Secure Communication between GigaVUE Fabric Components

The Secure Communication feature in GigaVUE-FM uses mutual TLS (mTLS) authentication to improve network security. It ensures all GigaVUE Fabric Components communicate over encrypted, verified connections using certificates issued by a Certificate Authority (CA), without relying on static credentials.

How it Works!

In this setup:

  • GigaVUE-FM establishes an mTLS connection and checks for GigaVUE V Series Proxy availability.

  • If GigaVUE V Series Proxy is unavailable, it directly connects to the GigaVUE V Series Node through mTLS.
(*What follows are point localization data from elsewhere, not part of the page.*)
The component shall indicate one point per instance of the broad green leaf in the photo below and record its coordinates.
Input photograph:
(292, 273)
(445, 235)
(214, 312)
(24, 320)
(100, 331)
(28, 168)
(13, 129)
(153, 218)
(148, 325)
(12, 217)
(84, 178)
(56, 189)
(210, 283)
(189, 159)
  • If a GigaVUE V Series Proxy is available, GigaVUE-FM first connects to the GigaVUE V Series Proxy, establishing an mTLS connection with the GigaVUE V Series Node.
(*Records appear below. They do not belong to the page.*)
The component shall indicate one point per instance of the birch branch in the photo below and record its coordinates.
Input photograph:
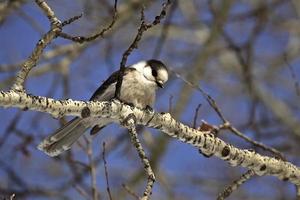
(205, 141)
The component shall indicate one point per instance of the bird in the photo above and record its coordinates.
(139, 85)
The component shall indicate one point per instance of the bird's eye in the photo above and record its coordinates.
(154, 73)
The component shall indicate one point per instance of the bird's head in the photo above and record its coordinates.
(154, 71)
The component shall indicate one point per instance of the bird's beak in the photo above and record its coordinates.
(159, 84)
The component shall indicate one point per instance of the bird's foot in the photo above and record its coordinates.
(149, 109)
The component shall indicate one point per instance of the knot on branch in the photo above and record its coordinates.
(129, 121)
(86, 112)
(56, 25)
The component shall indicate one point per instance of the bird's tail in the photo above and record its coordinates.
(63, 138)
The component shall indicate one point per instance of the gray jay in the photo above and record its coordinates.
(139, 85)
  • GigaVUE-FM also initiates an mTLS connection to the UCT-V Controller, establishing an mTLS connection with UCT-V.

    This structured flow ensures secure communication using mTLS-based authentication across all the fabric components.

 

GigaVUE-FM acts as the PKI

GigaVUE-FM manages all certificates for fabric components. It acts as a private PKI and uses Step-CA with the ACME protocol to issue and renew certificates. This automated process reduces the need for manual certificate handling and avoids external dependencies.

Bring Your Own CA

If your organization already uses a corporate CA, you can import those certificates into GigaVUE-FM. This allows your existing PKI infrastructure to work with Gigamon’s secure communication system.

For more details on how to integrate your PKI infrastructure with GigaVUE-FM, refer to Integrate Private CA

  • The active GigaVUE-FM instance shares intermediate CA files with all standby nodes.
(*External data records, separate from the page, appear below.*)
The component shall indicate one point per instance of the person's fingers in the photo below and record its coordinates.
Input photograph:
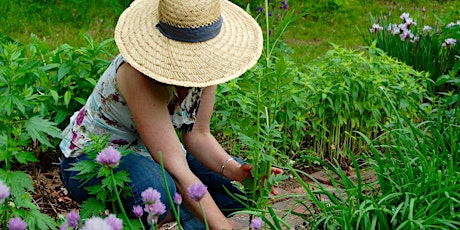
(276, 170)
(246, 168)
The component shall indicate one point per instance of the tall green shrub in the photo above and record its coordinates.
(344, 94)
(434, 48)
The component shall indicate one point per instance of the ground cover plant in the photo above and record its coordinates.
(355, 107)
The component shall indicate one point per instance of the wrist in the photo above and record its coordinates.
(228, 167)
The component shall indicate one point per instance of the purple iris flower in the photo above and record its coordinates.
(4, 191)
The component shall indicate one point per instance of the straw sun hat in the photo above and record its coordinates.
(191, 43)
  • Only the active instance handles certificate requests. In case of a failover, a standby node takes over.

  • The root and intermediate CAs are copied to all nodes to ensure continuity.

  • If an instance is removed, it generates a new self-signed CA on restart.

Supported Platforms

  • AWS
  • Azure
  • OpenStack
  • Nutanix
  • Third Party Orchestration
  • VMware ESXi
  • VMware NSX-T

Supported Components

  • GigaVUE V Series Node
  • GigaVUE V Series Proxy
  • UCT-V
  • UCT-V Controller

Rules and Notes

  • If a public IP is revoked in public cloud platforms, you can issue a new certificate to remove the old IP.
  • This feature is optional.
  • Ensure NTP (Network Time Protocol) runs if GigaVUE-FM and components are on different hosts.
  • Applying a certificate may temporarily cause a component to show as Down, but it will auto-recover.
  • In AWS, disable the Source/Destination Check on network interfaces for GigaVUE V Series Proxy.

    Note: Enabling this check may block traffic if the IP address does not match the associated interface.